Senior leadership is crucial: “On a scale of one to 10, senior support is 11,” says Pat Atkins, Alcoa’s director of energy innovation. Some CEOs, like the members of USCAP, have put their reputations on the line by publicly taking the lead in environmental sustainability. Work inside the corporation is equally important: Alcoa’s Paul O’Neill, an industrial engineer turned economist and CEO and, later, Treasury Secretary under President George W. Bush, challenged company engineers to minimize the number of anode effects in operations — a check routinely used in the smelting process that produced high levels of perfluorocarbon gases, which is one of six focal GHGs. Although resistant at first, the engineers ultimately developed advanced cell control algorithms that have reduced emissions by more than 75 percent since 1990.
6. Formulate policy strategy. Companies are jockeying to shape legislation, at the state, national, and international levels. Although the electricity industry’s Washington trade group rejects any GHG cap, its chairman, Duke Energy’s Rogers, is an outspoken proponent of mandatory global-warming constraints. “The greatest risk we face is ‘stroke of the pen’ risk, the risk that a regulator or congressman signing a law can change the value of our assets overnight,” he says. To assure Duke’s place in the national policy debate, the company has instituted voluntary GHG-emission reductions.

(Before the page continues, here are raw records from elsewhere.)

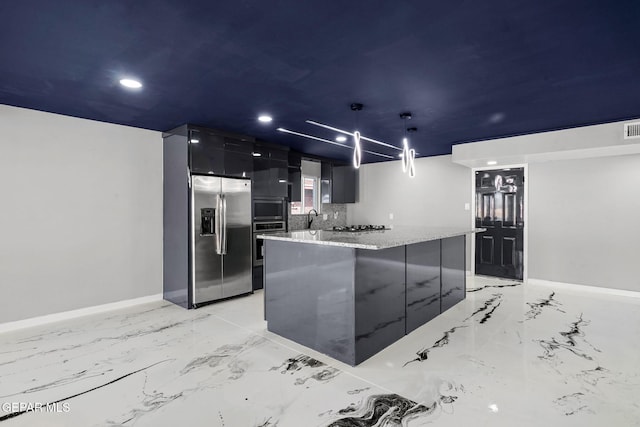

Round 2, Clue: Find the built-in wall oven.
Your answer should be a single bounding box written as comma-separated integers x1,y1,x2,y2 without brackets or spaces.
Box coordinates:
253,197,287,222
253,221,287,267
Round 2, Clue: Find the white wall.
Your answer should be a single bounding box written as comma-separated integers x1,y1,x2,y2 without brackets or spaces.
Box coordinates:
529,154,640,291
0,105,162,323
347,156,471,269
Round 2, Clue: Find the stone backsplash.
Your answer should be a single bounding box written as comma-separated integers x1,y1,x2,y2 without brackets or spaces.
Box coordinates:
288,203,347,231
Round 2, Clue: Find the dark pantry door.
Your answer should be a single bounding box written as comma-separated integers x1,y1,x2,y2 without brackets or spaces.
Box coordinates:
476,168,524,280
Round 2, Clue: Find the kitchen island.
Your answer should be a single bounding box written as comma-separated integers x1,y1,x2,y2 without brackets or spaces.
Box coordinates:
259,227,482,366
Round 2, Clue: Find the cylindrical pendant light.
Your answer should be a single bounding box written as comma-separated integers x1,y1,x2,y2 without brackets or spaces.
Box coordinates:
353,131,362,169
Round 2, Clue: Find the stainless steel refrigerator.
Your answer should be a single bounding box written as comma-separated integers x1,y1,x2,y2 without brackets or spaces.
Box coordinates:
190,175,252,307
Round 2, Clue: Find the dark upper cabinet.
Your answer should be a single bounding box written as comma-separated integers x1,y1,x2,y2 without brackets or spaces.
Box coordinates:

In 2003, Alcoa executives testified on behalf of the McCain–Lieberman Climate Stewardship Act. The reason: Alcoa, which supports cap-and-trade systems in which regulatory limits are imposed if all gases are included, advocates legislation that takes into account actions by companies that precede legislation, and wants a 1990 baseline for determining allocations.
7. Manage external relations. Companies measure the costs of climate-related strategies in three ways: absolute, normalized, and financial return. Roughly 40 percent of the companies surveyed participate in voluntary external carbon trading programs such as the Chicago Climate Exchange (CCX). Executives at Baxter International, a supplier of medical devices and a founding member of CCX, explain that involvement in CCX will help the company withstand scrutiny of future emissions verification and trading programs, and in the meantime has attracted favorable press for its members.
“External outreach to NGOs, suppliers, customers, investors, regulators, even competitors, is critical to success,” says Andrew Hoffman of the Erb Institute. NGOs such as Environmental Defense, the World Resources Institute, and the Pew Center can promote technical research and advance public awareness. They “add legitimacy,” says DuPont’s Linda Fisher. They can also be partners, even at the beginning of the process. Environmental Defense, which helped Cinergy determine its voluntary baseline, serves ex officio as a member of Duke Energy’s GHG management committee, which oversees the allocation of $21 million.